Fairfax was a third rate frigate of the navy of the Commonwealth of England from 1653 to 1660. With the restoration of the English monarchy in 1660 she was recommissioned as HMS Fairfax and served with the Royal Navy until 1674.

==Construction==
Fairfax was constructed between March and September 1653 by shipwright John Taylor of Chatham, at a total cost of £7,065. She was a replacement for the Fairfax of 1650, which had burnt to the waterline in 1652, and like her was named after the Parliamentary forces leader Thomas Fairfax (Lord Fairfax of Cameron). The unburnt portion of this earlier vessel was retained and built upon to construct the new ship.

As built, Fairfax was 120 ft 0 in along her keel with a beam of 35 ft 2 in and a hold depth of 14 ft 6 in. She was a large vessel, measuring 78935/94 tons burthen with a draft of 17 ft 6 in. Her crew complement at launch was not recorded. However at the time of her transfer to the Royal Navy in 1660 she carried 220 men, rising to 300 in 1666 and 400 in 1672.
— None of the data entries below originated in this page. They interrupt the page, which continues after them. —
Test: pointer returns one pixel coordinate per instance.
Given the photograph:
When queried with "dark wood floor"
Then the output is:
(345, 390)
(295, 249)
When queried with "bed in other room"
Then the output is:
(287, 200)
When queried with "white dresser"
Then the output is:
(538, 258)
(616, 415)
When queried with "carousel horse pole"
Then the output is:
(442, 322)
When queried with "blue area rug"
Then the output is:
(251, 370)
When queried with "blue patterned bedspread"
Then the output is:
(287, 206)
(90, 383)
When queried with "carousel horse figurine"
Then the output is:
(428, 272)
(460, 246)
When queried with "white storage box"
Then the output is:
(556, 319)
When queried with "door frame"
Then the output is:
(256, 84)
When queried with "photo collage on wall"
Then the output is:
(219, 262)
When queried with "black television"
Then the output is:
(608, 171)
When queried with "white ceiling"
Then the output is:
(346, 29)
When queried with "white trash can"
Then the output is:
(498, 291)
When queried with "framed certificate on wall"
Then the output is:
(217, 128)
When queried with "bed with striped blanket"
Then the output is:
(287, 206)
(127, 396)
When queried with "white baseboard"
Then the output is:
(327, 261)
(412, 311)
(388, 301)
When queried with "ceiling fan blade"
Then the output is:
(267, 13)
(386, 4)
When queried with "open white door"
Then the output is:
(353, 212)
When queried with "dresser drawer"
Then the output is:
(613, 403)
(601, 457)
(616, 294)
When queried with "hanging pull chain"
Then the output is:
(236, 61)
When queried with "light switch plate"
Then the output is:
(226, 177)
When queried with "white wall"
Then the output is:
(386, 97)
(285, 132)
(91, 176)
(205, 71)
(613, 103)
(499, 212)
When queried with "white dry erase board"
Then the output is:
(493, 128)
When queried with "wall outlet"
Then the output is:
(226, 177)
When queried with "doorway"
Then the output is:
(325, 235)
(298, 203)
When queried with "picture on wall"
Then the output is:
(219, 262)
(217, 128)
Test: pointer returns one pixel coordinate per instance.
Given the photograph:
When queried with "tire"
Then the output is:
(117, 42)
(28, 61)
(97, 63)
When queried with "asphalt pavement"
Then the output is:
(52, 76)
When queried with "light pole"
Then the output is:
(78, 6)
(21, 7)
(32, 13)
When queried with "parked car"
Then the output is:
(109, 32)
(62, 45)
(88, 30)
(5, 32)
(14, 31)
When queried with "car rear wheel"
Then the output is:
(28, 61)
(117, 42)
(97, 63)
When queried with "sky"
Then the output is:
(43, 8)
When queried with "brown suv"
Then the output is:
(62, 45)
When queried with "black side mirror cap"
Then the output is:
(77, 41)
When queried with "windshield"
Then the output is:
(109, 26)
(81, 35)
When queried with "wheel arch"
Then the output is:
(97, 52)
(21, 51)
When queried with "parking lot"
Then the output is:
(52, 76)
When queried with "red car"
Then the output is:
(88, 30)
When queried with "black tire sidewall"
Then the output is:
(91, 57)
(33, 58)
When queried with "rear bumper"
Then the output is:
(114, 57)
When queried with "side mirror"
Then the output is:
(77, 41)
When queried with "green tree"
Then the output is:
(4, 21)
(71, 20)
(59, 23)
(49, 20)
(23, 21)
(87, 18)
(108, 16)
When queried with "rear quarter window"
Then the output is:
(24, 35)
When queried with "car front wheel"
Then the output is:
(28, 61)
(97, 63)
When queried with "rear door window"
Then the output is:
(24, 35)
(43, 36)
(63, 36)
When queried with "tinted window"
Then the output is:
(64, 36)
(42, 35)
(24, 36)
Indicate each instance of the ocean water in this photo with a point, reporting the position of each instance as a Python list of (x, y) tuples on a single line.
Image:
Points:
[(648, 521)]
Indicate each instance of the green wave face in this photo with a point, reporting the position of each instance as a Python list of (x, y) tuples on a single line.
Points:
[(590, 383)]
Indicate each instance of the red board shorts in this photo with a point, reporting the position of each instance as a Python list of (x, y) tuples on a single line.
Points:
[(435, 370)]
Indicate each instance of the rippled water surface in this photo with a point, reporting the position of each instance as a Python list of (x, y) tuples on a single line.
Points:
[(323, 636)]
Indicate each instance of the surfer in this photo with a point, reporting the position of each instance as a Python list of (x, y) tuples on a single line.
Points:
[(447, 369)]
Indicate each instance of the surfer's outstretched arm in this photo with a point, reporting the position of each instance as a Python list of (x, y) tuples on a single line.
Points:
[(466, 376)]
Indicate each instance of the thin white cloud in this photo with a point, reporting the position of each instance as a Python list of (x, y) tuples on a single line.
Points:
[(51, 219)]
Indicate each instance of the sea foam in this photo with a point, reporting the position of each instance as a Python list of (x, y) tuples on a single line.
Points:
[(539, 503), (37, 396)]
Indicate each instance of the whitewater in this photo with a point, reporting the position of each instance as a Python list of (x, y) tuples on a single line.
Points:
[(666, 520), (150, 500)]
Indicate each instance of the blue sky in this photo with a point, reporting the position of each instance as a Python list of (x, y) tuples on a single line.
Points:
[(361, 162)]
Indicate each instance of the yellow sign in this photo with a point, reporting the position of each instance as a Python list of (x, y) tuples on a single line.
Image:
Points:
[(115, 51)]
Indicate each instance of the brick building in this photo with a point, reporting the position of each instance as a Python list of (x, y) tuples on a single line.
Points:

From 1660 Fairfax carried 52 guns. In 1666 this was increased to 66, comprising twenty-two demi-cannons, four culverins, twenty-six 12-pounders and fourteen 51/4-pounder sakers. A further substantial increase in armament occurred in 1672, with the replacement of the unwieldy demi-cannons and an increase in total weaponry to 72 guns. Her lower deck was fitted with twenty-six iron-cast 24-pounders, supported by twenty-four 12-pounders on the upper deck. Fourteen brass sakers were placed along the quarterdeck with another four in the forecastle. Two additional sakers and two 12-pounder cannons, were located in the captain's cabin running the length of the stern.

==Commonwealth service==
Fairfax was launched in September 1653 for service in the First Anglo-Dutch War. Her first commander was Captain Edward Blagg, but he was superseded within three months by Captain John Lawson. Lawson held the captaincy until 1655, when he was replaced in turn by Blagg. Under Blagg's renewed command Fairfax played an active role in the Battle of Santa Cruz on 20 April 1657. Blagg was replaced in 1658 by Captain Thomas Whetstone, with Fairfax assigned to the Commonwealth squadron stationed in the Mediterranean.

==Royal Navy service==
The English monarchy was restored to power in 1660, and Fairfax was promptly commissioned into the Royal Navy under a new commander, Captain Thomas Tiddeman. From 1661 the frigate was part of Lord Sandwich's Mediterranean fleet, and was off Tangier in May of that year and Algiers in January 1662. In October 1664 she was under the command of Captain Robert Salmon during the Battle of Lowestoft. Salmon died in October 1665 and was replaced by Captain John Watley, who died four weeks later and was replaced in turn by Captain Christopher Myngs.

In 1673, after thirteen years of Royal Navy service, Fairfax struck a sandbank off the English coast. She was refloated a month later, but was found to be unserviceable. Transported to Woolwich Dockyard, she was broken up in 1674 and her timbers reused in other vessels.